Dabei passiert genau das, da allüberall Gewerkschaften zum Beispiel hohe Lohnforderungen stellen, weil sie dauerhaft von starken Kaufkraftverlusten der Beschäftigten ausgehen. Das kann man nicht den Beschäftigten anlasten, sondern einer EZB-Geldpolitik, die das provoziert hat.

Gegen Kritik, die zum Beispiel an den Zinserhöhungen aus ihrem Heimatland Frankreich auch von ihrem Freund und Präsident Emmanuel Macron kommt, erklärt Lagarde nun, die EZB müsse tun, was sie tun müsse.

Eine Zentralbank muss sich auf ihr Mandat fokussieren; unser Mandat ist Preisstabilität und wir müssen dieses Mandat erfüllen, und dazu alle Instrumente einsetzen, die uns zur Verfügung stehen.

Christine Lagarde

Man müsse die Mittel auswählen, die am angemessensten und effizientesten seien. Das ist deshalb Realsatire, da die Lagarde-EZB ihr Mandat seit dem Amtsantritt vernachlässigt und statt für Preisstabilität zu sorgen vor allem mit der Geldpolitik Konjunkturpolitik betrieben hat, was nicht das Mandat der Zentralbank ist.

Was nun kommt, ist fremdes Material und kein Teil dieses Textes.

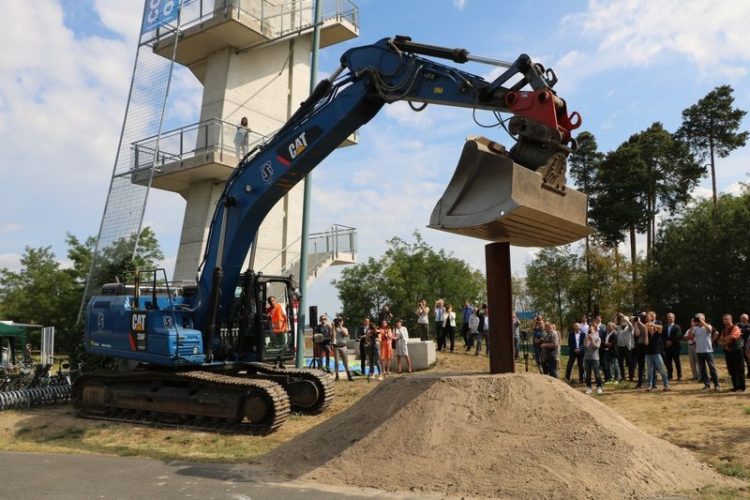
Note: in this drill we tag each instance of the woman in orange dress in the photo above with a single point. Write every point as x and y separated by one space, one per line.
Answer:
386 347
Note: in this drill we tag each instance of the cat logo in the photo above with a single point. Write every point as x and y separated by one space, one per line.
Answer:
289 152
138 322
266 171
298 146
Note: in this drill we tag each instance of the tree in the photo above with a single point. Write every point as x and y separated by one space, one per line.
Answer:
584 164
44 293
710 127
672 174
39 293
405 274
548 280
619 202
701 261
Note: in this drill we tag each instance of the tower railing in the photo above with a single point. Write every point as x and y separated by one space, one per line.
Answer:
186 142
338 242
275 18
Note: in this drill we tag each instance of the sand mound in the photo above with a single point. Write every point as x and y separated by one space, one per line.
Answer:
516 435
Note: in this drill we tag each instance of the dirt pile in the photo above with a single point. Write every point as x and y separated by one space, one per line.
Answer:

Hätte man vor einem Jahr mit Leitzinserhöhungen gegengesteuert, hätte dies womöglich einen Effekt gehabt. Dass diese Erhöhungen jetzt, wo das Kind in den Brunnen gefallen ist, kurzfristig Wirkung entfalten können, das bezweifeln viele Experten.

Immer mehr Sektoren

Letztlich bezweifelt das auch die EZB selbst. Schaut man sich die Presseerklärung zu den Entscheidungen des EZB-Rats an, dann wird sehr deutlich, dass die Inflation inzwischen deutlich an Breite gewonnen hat: "Der Preisdruck manifestiert sich in immer mehr Sektoren."

So prognostiziert auch die EZB, dass die hohe Inflation die Realeinkommen privater Haushalte verringert und die Kosten von Unternehmen in die Höhe treibt. Sie wirkt weiterhin dämpfend auf Ausgaben und Produktion und treibt damit die Wirtschaft stärker in Richtung Rezession.

Dass die EZB-Geldpolitik zu einer Verschlechterung des Wechselkurses beigetragen und damit die Inflation weiter angetrieben hat, gibt man nebulös in Frankfurt auch zu: "Die Einkommen im Euroraum werden durch schlechtere Terms of Trade belastet, da die Importpreise rascher steigen als die Exportpreise."

Allerdings schiebt man dann wieder die Hauptlast auf die "hohen Energiekosten", die wiederum "auf die gesamte Wirtschaft durchschlagen". Das stimmt natürlich, doch ist das, wie das Schweizer Beispiel zeigt, bestenfalls nur die halbe Wahrheit.